As of July 16, 2026, 2,260 confirmed* measles cases were reported in the United States in 2026. Among these, 2,245 measles cases were reported by 44 jurisdictions: Alabama, Alaska, Arizona, California, Colorado, Connecticut, District of Columbia, Florida, Georgia, Idaho, Illinois, Iowa, Kansas, Kentucky, Louisiana, Maine, Maryland, Massachusetts, Michigan, Minnesota, Missouri, Montana, Nebraska, New Jersey, New Mexico, New York City, New York State, North Carolina, North Dakota, Ohio, Oklahoma, Oregon, Pennsylvania, Rhode Island, South Carolina, South Dakota, Tennessee, Texas, Utah, Vermont, Virginia, Washington, Wisconsin, and Wyoming. A total of 15 measles cases were reported among international visitors to the United States.
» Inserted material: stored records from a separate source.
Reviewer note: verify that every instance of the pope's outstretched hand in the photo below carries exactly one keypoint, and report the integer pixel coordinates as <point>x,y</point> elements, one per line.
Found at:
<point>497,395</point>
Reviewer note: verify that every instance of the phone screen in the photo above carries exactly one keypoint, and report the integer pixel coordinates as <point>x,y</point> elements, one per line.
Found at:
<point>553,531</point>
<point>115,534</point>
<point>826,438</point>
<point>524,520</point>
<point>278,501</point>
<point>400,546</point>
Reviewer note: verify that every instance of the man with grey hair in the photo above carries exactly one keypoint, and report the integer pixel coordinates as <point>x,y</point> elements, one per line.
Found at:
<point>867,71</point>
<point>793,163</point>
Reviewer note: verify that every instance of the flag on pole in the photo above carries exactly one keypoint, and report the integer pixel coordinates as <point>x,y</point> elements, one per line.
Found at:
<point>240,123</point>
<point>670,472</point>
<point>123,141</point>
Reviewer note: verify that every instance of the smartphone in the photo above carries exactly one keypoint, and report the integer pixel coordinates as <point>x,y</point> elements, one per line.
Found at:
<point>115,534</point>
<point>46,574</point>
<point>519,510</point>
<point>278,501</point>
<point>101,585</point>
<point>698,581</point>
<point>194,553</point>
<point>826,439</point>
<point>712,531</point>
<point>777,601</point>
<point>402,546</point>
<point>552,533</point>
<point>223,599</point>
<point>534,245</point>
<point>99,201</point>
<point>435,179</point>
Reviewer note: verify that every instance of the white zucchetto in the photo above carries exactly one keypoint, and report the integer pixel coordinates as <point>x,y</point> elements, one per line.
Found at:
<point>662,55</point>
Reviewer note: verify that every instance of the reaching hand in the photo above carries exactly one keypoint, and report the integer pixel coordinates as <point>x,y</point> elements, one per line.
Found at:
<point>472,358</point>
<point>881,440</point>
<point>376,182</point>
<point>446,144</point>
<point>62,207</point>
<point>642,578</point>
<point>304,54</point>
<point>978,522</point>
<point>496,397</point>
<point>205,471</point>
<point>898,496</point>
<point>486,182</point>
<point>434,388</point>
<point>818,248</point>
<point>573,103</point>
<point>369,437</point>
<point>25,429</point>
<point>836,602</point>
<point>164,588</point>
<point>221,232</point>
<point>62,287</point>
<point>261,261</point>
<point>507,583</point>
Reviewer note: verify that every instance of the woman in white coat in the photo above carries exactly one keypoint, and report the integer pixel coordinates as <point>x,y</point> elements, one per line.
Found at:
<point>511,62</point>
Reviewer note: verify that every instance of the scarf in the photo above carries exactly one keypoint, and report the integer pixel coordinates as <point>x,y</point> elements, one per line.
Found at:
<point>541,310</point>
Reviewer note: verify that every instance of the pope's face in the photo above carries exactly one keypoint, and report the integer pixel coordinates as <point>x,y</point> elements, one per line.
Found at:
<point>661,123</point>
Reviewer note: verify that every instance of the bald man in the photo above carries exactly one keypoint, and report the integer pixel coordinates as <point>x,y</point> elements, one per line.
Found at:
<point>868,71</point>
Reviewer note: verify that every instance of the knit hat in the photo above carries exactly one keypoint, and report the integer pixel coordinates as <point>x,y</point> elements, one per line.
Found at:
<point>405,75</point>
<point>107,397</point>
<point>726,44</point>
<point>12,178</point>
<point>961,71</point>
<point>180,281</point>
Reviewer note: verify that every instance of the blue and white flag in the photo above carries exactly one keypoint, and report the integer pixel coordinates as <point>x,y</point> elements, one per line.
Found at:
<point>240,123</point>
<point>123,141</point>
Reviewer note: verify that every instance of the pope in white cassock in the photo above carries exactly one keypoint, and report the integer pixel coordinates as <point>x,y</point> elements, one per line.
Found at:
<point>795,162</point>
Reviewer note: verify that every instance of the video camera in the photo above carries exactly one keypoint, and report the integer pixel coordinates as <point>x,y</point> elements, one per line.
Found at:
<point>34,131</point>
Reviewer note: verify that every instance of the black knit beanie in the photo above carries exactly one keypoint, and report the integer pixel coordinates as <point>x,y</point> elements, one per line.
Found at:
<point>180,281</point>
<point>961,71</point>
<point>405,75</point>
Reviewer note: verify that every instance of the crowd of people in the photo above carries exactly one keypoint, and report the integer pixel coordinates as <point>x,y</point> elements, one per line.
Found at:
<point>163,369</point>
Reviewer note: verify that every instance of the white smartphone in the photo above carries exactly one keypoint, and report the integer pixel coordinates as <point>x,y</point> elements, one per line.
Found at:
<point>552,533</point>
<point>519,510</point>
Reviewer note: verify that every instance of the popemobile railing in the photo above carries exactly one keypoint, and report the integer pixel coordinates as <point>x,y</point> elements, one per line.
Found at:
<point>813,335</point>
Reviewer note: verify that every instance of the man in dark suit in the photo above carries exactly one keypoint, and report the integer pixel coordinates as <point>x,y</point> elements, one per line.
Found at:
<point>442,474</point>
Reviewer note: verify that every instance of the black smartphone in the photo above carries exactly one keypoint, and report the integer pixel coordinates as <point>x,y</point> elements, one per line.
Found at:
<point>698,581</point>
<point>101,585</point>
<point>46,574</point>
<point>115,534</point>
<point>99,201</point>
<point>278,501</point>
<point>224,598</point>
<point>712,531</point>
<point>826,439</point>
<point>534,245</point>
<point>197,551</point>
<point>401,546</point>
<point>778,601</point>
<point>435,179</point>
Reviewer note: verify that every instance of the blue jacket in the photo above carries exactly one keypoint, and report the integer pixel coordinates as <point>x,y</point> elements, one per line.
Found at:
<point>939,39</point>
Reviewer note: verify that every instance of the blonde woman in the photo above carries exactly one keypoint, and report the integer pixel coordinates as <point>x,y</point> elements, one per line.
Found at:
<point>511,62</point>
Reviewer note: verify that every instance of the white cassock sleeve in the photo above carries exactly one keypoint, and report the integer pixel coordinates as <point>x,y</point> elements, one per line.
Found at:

There have been 34 new outbreaks** reported in 2026, and 93% of confirmed cases (2,108 of 2,260) are outbreak-associated (741 from outbreaks starting in 2026 and 1,367 from outbreaks that started in 2025).

In just a week or two, we are very likely to top last year's total of 2,289, for the greatest number of annual cases in 35 years. 

At MedPage Today, Terrence Rudd reports:

[S]tudies on South Carolina and Utah's large outbreaks showed cases of encephalitis and sepsis among the hospitalized patients.

In both states, hypoxemia and pneumonia were the most common conditions leading to hospitalization for measles, with some admissions driven by electrolyte abnormalities, sepsis, and shock.

Two of 13 patients hospitalized in South Carolina developed measles encephalitis, which led to prolonged hospitalization for both and discharge to an inpatient rehabilitation facility for one patient, according to Katherine Richardson, MD, and colleagues from Prisma Health Greenville Memorial Hospital in South Carolina, writing in the New England Journal of Medicine.